5.4. Optimization Test of the Wheeled Check Valve
The response of the wheeled check valve has hysteresis, and the key factors affecting this hysteresis include the working frequency of the pump and the stiffness of the check valve itself. For a piezoelectric resonance pump working at a specific resonance frequency, it is essential to select a wheeled check valve with appropriate stiffness to improve the pump’s output performance.
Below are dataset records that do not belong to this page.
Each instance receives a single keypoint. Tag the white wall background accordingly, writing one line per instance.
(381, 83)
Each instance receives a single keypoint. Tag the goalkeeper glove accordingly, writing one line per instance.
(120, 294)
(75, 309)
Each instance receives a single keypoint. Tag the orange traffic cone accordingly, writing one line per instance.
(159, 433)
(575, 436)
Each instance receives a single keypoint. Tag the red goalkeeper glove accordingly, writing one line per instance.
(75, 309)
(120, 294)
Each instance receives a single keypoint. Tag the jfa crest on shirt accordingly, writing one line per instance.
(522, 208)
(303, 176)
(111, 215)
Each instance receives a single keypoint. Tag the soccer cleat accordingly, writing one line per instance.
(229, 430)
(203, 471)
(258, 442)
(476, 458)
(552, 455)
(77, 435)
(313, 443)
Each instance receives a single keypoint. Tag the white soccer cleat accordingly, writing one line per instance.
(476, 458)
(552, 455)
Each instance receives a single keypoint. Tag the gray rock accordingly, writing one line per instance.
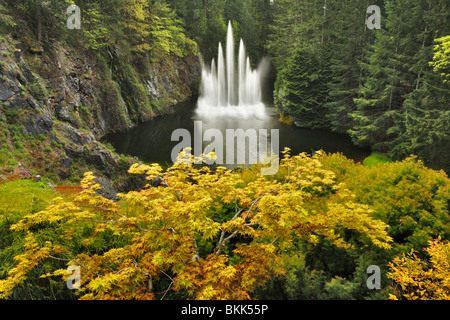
(63, 113)
(38, 124)
(6, 90)
(66, 163)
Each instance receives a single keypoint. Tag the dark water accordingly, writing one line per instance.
(151, 141)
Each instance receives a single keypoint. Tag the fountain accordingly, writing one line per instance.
(230, 92)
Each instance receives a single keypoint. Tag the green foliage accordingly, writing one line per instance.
(441, 58)
(375, 159)
(301, 89)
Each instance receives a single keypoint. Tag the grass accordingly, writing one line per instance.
(21, 197)
(375, 159)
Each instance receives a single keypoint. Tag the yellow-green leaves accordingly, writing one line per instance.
(213, 234)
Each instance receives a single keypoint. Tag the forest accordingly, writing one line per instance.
(192, 231)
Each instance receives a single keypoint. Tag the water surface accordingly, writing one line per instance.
(151, 141)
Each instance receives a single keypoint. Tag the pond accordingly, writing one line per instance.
(151, 141)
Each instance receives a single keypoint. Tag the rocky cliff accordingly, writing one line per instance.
(56, 104)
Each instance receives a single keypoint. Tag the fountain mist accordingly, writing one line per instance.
(230, 92)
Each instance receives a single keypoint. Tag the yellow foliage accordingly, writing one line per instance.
(416, 279)
(181, 231)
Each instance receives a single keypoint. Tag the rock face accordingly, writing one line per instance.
(38, 124)
(73, 101)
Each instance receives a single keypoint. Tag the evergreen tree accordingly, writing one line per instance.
(301, 90)
(390, 76)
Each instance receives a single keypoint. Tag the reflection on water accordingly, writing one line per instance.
(151, 141)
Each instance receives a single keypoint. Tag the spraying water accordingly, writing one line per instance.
(230, 92)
We used wheeled check valves with different stiffnesses to make prototypes, and found the appropriate stiffness by testing. Two valves, with a stiffness of 153 N/m and 359 N/m, were chosen for comparison, and the results are shown in
Figure 12 and
Figure 13. For the prototype with the valve stiffness of 153 N/m, the output flow rate and output pressure changed with the driving frequency. Two peaks were formed, one near the optimal working frequency of the wheeled check valve and the other near the resonance frequency of the pump. For the other prototype of 359 N/m, the flow rate and output pressure also changed with the driving frequency, but only one peak appeared near the pump’s resonance frequency. The above tests show that selecting a wheeled check valve with appropriate stiffness can improve the output performance of the piezoelectric resonance pump.
6. Conclusions
This paper discussed a piezoelectric resonance pump with a flexible support, which took a square piezoelectric vibrator as the driving unit. After analyzing the working principle and establishing a dynamic model of the vibration system, prototypes with different structural parameters were made and tested. Finally, the experimental results were provided to show several performance indexes to optimize the pump system.
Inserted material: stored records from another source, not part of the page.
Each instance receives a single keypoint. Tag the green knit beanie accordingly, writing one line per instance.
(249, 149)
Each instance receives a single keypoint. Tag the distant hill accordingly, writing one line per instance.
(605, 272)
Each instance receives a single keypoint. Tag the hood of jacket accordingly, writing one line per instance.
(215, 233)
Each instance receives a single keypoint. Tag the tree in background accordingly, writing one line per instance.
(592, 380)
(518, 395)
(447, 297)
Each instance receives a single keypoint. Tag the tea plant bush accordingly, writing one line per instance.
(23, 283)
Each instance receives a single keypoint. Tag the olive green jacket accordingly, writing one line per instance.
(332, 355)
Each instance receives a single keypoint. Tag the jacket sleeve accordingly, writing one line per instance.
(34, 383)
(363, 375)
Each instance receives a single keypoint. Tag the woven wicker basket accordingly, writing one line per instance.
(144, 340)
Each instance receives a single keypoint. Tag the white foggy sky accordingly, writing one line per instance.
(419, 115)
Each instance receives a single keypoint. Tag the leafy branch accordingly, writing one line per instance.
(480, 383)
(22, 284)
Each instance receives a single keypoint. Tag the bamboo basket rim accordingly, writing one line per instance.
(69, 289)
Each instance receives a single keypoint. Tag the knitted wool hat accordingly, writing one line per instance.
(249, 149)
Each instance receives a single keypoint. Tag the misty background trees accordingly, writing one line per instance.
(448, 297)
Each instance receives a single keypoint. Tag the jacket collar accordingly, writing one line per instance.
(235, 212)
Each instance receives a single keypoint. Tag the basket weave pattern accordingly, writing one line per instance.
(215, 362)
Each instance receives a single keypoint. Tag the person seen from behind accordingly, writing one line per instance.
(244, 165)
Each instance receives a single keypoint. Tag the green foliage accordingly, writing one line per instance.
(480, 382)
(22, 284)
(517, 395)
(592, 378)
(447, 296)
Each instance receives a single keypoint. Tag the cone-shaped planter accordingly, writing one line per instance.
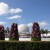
(14, 32)
(36, 36)
(2, 36)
A vibration test of the piezoelectric resonance pump was carried out. The results show that the pump resonated at 236 Hz when pumping air. When the peak-to-peak voltage of the driving power was 220 V, the amplitude of the diaphragm reached a maximum value of 0.43933 mm, and the volume change of the pump improved. This suggests that the flexible supported square piezoelectric vibrator can effectively reduce the constraints of fixed installation with its own vibration.
For the results of the performance test of the piezoelectric resonance pump show that when the pump chamber height was 0.25 mm, the output flow rate reached the maximum value of 213.5 mL/min. When the chamber height was 0.15 mm, the output pressure reached the maximum value of 85.2 kPa. This indicates that the chamber height directly affected the liquid compression ratio in the pump chamber. Increasing the chamber height means that the liquid compression ratio decreased, thereby reducing the output pressure.
Finally, the check valve comparison test showed that it is vital to select a wheeled check valve with suitable stiffness according to the frequency for a piezoelectric resonance pump working at a specific resonance frequency. An appropriate check valve can improve the pump’s output performance.